Liburan Tak Terlupakan





CATATAN:
Sebelum lanjut membaca, saya beritahu kalau ini bukan cerita perjalanan atau semacamnya. Tidak akan ditemukan deskripsi soal liburan. Jadi, kalau berharap cerita menarik soal liburan, sebaiknya segera berhenti membaca tulisan ini sesegera mungkin.

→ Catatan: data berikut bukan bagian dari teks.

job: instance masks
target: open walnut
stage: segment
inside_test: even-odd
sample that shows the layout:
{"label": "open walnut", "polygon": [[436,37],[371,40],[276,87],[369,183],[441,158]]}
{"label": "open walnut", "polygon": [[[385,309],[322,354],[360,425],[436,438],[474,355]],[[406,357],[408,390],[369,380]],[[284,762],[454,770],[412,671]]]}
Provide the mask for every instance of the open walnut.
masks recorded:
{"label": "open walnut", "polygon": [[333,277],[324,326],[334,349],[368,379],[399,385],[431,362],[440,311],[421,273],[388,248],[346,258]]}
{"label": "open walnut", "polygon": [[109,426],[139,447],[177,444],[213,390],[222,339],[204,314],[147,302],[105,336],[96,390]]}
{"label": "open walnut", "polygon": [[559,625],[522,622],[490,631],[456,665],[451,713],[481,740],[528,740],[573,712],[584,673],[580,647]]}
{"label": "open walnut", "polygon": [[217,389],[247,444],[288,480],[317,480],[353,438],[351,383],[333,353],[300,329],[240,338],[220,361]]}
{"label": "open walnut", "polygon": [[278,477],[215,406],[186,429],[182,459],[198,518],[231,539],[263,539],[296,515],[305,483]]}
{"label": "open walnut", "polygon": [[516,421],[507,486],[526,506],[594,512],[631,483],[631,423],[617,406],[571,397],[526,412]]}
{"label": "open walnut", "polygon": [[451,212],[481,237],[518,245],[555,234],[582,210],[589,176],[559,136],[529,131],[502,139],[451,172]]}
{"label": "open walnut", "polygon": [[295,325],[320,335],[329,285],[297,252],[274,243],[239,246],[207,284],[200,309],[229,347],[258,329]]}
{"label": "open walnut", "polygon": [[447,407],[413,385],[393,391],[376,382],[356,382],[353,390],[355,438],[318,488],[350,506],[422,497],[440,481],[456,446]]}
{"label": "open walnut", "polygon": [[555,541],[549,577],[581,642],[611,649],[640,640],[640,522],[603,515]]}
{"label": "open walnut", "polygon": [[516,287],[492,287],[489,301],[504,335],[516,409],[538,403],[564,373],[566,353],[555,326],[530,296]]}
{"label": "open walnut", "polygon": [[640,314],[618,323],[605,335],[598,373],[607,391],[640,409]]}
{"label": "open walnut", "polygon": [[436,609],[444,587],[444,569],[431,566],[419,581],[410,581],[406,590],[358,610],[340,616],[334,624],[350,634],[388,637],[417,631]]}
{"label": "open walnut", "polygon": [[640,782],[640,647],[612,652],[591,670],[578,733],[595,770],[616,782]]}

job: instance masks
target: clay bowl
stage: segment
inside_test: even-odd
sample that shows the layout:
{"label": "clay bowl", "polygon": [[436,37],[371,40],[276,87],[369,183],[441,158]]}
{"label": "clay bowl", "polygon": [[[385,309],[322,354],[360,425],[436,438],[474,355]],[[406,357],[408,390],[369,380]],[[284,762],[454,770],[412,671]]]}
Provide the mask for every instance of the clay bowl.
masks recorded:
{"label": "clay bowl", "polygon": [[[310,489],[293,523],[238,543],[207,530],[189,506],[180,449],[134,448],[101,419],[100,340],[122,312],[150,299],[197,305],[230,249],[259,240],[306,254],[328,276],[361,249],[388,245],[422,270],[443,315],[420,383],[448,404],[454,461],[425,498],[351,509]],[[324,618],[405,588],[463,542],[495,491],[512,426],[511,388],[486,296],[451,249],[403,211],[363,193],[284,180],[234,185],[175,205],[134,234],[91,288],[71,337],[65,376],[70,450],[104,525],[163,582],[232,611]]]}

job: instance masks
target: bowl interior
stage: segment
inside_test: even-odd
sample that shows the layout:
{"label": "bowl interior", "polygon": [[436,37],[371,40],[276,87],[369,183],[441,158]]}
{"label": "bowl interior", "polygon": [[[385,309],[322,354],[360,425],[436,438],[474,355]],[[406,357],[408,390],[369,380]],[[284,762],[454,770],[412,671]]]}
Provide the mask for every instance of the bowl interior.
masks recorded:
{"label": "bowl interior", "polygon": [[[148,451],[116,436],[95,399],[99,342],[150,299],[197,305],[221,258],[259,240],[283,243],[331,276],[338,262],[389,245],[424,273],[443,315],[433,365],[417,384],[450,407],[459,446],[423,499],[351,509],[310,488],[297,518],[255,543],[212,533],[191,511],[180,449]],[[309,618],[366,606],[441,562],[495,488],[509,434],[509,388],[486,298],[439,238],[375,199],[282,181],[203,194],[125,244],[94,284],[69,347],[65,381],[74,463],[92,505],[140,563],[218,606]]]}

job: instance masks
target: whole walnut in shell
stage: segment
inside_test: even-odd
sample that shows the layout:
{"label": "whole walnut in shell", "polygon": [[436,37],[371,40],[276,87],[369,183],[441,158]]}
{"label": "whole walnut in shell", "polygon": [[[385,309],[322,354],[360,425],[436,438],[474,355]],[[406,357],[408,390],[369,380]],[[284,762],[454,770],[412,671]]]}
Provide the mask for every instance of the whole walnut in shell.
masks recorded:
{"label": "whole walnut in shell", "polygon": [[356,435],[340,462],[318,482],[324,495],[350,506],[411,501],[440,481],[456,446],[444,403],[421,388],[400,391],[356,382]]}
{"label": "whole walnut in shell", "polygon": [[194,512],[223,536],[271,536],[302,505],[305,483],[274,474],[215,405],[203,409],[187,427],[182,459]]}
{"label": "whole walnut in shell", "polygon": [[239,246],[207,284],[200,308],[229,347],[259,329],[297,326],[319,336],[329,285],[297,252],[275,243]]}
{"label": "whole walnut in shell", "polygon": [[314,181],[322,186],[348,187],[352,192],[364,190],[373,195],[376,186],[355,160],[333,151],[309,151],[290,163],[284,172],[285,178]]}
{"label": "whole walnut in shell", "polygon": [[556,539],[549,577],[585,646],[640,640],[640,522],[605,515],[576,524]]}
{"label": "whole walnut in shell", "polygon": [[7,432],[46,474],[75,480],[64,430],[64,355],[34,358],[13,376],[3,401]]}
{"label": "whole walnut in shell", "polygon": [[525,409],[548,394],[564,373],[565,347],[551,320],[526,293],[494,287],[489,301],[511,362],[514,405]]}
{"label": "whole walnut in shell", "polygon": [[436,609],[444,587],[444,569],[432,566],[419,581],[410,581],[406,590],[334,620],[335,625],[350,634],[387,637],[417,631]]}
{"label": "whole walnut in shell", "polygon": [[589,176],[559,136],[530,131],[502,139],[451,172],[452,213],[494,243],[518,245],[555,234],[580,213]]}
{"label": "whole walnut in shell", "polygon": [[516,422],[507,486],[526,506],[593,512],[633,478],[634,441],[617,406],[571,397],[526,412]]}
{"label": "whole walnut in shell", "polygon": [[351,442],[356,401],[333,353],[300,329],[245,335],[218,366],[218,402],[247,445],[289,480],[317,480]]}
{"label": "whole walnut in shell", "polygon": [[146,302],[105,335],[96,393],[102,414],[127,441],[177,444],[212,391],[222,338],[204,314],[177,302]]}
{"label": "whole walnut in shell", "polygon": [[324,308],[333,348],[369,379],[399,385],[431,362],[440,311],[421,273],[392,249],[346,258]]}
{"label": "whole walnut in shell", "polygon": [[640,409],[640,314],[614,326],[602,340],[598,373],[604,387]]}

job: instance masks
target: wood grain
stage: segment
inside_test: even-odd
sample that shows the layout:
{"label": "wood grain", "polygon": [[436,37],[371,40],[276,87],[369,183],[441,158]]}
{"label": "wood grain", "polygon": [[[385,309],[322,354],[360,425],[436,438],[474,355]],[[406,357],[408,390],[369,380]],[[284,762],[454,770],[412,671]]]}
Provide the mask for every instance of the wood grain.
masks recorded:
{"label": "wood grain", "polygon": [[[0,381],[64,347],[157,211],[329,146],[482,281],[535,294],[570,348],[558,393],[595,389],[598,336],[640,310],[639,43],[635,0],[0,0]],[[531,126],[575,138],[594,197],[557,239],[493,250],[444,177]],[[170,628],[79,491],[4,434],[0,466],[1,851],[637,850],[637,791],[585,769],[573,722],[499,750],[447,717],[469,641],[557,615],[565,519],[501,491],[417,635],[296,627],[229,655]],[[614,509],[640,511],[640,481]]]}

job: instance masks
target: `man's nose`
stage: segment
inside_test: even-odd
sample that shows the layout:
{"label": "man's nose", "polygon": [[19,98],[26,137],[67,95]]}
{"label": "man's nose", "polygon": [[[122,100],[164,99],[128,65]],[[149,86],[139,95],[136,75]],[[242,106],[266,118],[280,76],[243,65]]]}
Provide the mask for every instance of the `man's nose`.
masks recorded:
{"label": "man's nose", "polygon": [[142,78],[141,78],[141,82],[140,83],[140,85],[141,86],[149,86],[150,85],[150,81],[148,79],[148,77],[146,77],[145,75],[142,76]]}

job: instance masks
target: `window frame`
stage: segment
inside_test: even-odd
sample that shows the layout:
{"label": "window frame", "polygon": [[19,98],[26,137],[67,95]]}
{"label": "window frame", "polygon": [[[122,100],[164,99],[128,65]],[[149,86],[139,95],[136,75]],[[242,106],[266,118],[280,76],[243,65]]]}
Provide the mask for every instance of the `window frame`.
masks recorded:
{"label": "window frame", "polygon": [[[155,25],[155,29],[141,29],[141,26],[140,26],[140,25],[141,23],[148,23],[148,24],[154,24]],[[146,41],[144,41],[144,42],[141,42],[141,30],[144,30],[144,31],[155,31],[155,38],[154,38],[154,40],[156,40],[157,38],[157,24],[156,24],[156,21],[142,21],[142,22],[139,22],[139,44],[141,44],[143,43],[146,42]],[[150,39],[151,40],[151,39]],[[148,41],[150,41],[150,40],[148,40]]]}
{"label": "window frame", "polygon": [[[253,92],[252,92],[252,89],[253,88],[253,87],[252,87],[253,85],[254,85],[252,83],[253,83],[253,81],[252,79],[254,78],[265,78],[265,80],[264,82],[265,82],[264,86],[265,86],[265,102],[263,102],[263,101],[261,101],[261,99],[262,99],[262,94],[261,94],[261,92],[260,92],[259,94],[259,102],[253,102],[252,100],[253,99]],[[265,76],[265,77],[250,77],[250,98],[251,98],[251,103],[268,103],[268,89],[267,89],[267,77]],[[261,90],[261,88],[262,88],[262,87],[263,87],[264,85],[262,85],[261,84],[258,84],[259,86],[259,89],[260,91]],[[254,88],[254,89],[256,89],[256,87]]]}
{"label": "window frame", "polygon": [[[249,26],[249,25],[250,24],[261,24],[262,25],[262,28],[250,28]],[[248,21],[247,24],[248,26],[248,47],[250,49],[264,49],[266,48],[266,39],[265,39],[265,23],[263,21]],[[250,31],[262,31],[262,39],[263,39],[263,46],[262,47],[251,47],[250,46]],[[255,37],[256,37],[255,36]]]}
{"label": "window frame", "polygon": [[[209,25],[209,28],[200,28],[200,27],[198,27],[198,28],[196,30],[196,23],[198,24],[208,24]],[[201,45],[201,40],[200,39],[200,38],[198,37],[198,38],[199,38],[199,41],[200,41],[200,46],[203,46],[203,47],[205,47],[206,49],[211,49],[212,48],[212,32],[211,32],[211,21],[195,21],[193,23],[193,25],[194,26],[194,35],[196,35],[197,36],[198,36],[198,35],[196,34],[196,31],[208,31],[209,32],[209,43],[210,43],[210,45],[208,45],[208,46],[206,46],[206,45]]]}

Sekitar akhir bulan Agustus 2014, salah satu keponakan saya, Riesna, tiba-tiba mengajak untuk ikut rencana liburannya, tanggal 12 – 14 September 2014. Tujuannya Batu, kota yang notabene sudah sering saya kunjungi. Berhubung saya merasa butuh liburan, tawaran itu diterima. Rencana demi rencana dibuat sedemikian rupa. Penginapan, transportasi, tujuan wisata, semuanya. Hal yang sama-sama kami rasakan cuma satu, “PENGEN CEPET TANGGAL 12!!!”

Tapi ternyata… perjalanan ini, ditakdirkan jadi salah satu perjalanan yang tidak mungkin saya lupakan.

Singkat cerita, kami akhirnya bertemu dan memulai liburan. Setelah sempat makan siang, mempersilakan para lelaki salat Jumat, dapat penginapan di Songgoriti, bersih-bersih badan, Museum Angkut jadi tujuan pertama. Selepas dari sana, kami meluncur ke alun-alun kota Batu.

Saya lupa jam berapa persisnya kami kembali ke penginapan, yang jelas, kondisi badan kami sudah cukup lelah. Tidak memakan waktu lama bagi kami untuk dipeluk mimpi.

Sesuatu yang mengejutkan itu datang sekitar pukul tiga dini hari. Telepon dari Mama, mengabarkan kalau Budhe (kakak Mama) yang ada di Lawang, mengalami pingsan dan kejang-kejang. Jarak Lawang – Batu sebenarnya tidak terlalu jauh, hanya saja telepon dini hari yang diterima ketika belum sadar sepenuhnya, membuat saya hanya sebatas lalu mendengar kabar.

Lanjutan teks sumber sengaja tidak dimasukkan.